Puisi Filosofis Melalui Metafora Hewan -->
close
Pojok Seni
13 December 2023, 12/13/2023 08:00:00 AM WIB
Terbaru 2023-12-13T01:00:00Z
Analisis Puisi

Puisi Filosofis Melalui Metafora Hewan

Advertisement
Nanang Ribut Supriyatin bersama para penyair
Nanang Ribut Supriyatin bersama para penyair

Oleh: Zackir L. Makmur


Nanang Ribut Supriyatin, menulis puisi, cerita pendek dan esai sastra sejak tahun 1980-an, serta beberapa kali menjuarai Lomba Cipta Puisi tingkat Nasional, yang dalam satu tahun belakangan ini menulis puisi-puisi begitu indah menggunakan simbolisme hewan. Ada sepuluh puisi yang telah dipublikasi di media sosial, antara lain berjudul Ular, Tikus, Semut, Rayap-Rayap, Kupu-Kupu,  Kepinding, Kecoa, Burung, Cacing, dan Cicak.

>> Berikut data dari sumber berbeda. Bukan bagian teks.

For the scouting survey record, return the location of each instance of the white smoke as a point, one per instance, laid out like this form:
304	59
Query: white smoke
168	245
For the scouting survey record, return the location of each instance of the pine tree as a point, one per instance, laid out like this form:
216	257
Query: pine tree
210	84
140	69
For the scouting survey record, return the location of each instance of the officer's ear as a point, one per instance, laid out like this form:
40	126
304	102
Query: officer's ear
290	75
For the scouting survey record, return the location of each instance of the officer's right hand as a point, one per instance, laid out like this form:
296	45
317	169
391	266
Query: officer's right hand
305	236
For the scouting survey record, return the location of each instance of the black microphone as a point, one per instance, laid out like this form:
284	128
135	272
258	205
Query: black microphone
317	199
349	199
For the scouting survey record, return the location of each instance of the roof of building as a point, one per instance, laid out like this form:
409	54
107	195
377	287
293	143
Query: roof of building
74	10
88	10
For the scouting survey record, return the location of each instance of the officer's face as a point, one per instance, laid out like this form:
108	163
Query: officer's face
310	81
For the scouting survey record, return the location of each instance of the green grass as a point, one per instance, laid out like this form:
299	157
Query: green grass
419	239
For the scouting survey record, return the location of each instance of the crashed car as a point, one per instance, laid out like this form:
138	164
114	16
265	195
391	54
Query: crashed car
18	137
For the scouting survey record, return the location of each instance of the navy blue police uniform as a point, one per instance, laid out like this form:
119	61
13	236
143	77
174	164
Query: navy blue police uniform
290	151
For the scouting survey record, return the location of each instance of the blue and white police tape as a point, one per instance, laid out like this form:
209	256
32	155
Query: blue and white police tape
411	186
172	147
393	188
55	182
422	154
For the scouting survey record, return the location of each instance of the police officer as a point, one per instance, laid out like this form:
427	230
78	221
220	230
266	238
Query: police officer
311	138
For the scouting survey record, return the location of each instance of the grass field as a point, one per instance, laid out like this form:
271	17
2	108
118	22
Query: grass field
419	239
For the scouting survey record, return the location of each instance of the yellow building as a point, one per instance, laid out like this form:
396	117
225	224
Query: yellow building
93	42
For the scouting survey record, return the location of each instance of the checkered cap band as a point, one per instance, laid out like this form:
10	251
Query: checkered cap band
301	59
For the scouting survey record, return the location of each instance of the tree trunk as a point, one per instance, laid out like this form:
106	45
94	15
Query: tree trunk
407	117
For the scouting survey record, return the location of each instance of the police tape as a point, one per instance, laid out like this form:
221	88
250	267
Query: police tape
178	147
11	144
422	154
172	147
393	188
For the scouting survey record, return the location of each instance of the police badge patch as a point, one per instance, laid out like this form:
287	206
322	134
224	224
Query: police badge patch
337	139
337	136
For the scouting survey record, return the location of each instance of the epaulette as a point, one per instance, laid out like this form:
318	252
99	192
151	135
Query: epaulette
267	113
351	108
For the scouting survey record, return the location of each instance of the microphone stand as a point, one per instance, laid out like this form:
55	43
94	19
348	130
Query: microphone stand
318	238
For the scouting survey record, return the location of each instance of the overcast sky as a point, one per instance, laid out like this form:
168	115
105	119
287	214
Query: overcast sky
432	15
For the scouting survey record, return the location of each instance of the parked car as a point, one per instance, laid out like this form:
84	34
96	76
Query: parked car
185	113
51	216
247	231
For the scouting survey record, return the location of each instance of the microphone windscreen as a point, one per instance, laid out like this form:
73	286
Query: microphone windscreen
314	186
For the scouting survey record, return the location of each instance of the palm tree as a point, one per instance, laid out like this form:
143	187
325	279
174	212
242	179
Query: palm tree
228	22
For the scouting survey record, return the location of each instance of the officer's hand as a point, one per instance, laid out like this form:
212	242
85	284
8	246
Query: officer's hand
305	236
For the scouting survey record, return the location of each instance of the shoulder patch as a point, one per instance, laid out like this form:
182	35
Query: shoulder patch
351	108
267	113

Penyair yang kerap menerima penghargaan mulai dari menerima Penghargaan Puputan Margarana Award dari Sanggar Minum Kopi, Bali (1998), Setya Sastra Nagari dari Lumbung Puisi Sastrawan Indonesia (2021), sampai penerima Sastratama Nagari/ Sastrawan Utama Nagari dari Lumbung Puisi Sastrawan Indonesia (2022), ini menggunakan simbolisme hewan dalam puisi untuk menyampaikan berbagai makna, mulai dari ekspresi emosi hingga pemikiran filosofis. 


Hewan dijadikan sebagai cara untuk melukiskan perasaan manusia dengan lebih gamblang dan kuat. Motif ini juga terkait dengan kehidupan alam dan siklus kehidupan. Hewan-hewan seperti burung, kupu-kupu, atau ular dijadikan simbol kehidupan, kematian, atau perubahan. Dengan menggunakan simbolisme hewan, penyair Nanang merenungkan siklus alam dan menggambarkan transformasi dalam kehidupan manusia, termasuk pula menciptakan makna yang dalam dan memperkaya pemahaman kita tentang hubungan antara manusia dan alam.


Maka pemilihan hewan dalam puisi bukan sekadar merujuk pada karakteristik fisik mereka, melainkan menciptakan dimensi emosional yang mendalam dalam karya sastra. Setiap hewan diangkat menjadi metafora yang kuat, menjadi sarana ekspresi untuk menyampaikan perasaan atau suasana hati tertentu. Dalam puisi Nanang R. Supriyatin, begini:


seekor ular yang kulihat videonya di youtube yang

berjalan perlahan di atas rumputan, mendekati

tubuh seorang gadis yang duduk di bangku panjang

yang kemudian melewati tubuh perempuan muda

dan polos itu – tiba-tiba hadir dalam mimpiku (Puisi Ular).


Simbolisme ular dalam puisi ini dapat melibatkan kontras antara kecantikan dan bahaya. Soalnya ular sering kali dianggap sebagai makhluk yang memikat dan mempesona dengan gerakannya yang lincah, tetapi juga penuh dengan potensi bahaya. Dalam konteks ini, puisi dapat menciptakan dualitas yang membingungkan antara daya tarik dan ancaman, mencerminkan kompleksitas hubungan antara keindahan dan risiko dalam kehidupan manusia.

 

Puisi tersebut mungkin mengajak pembaca untuk mengeksplorasi sisi gelap dan terang dari pengalaman manusia: andai bukan ular, umpamanya manusia (lelaki) mendekati tubuh seorang gadis yang duduk di bangku panjang, tentu akan menjadi pergolakan asmara yang panas (dan kadangkala berbisa). Sebuah perkara yang: “tiba-tiba hadir dalam mimpiku.” 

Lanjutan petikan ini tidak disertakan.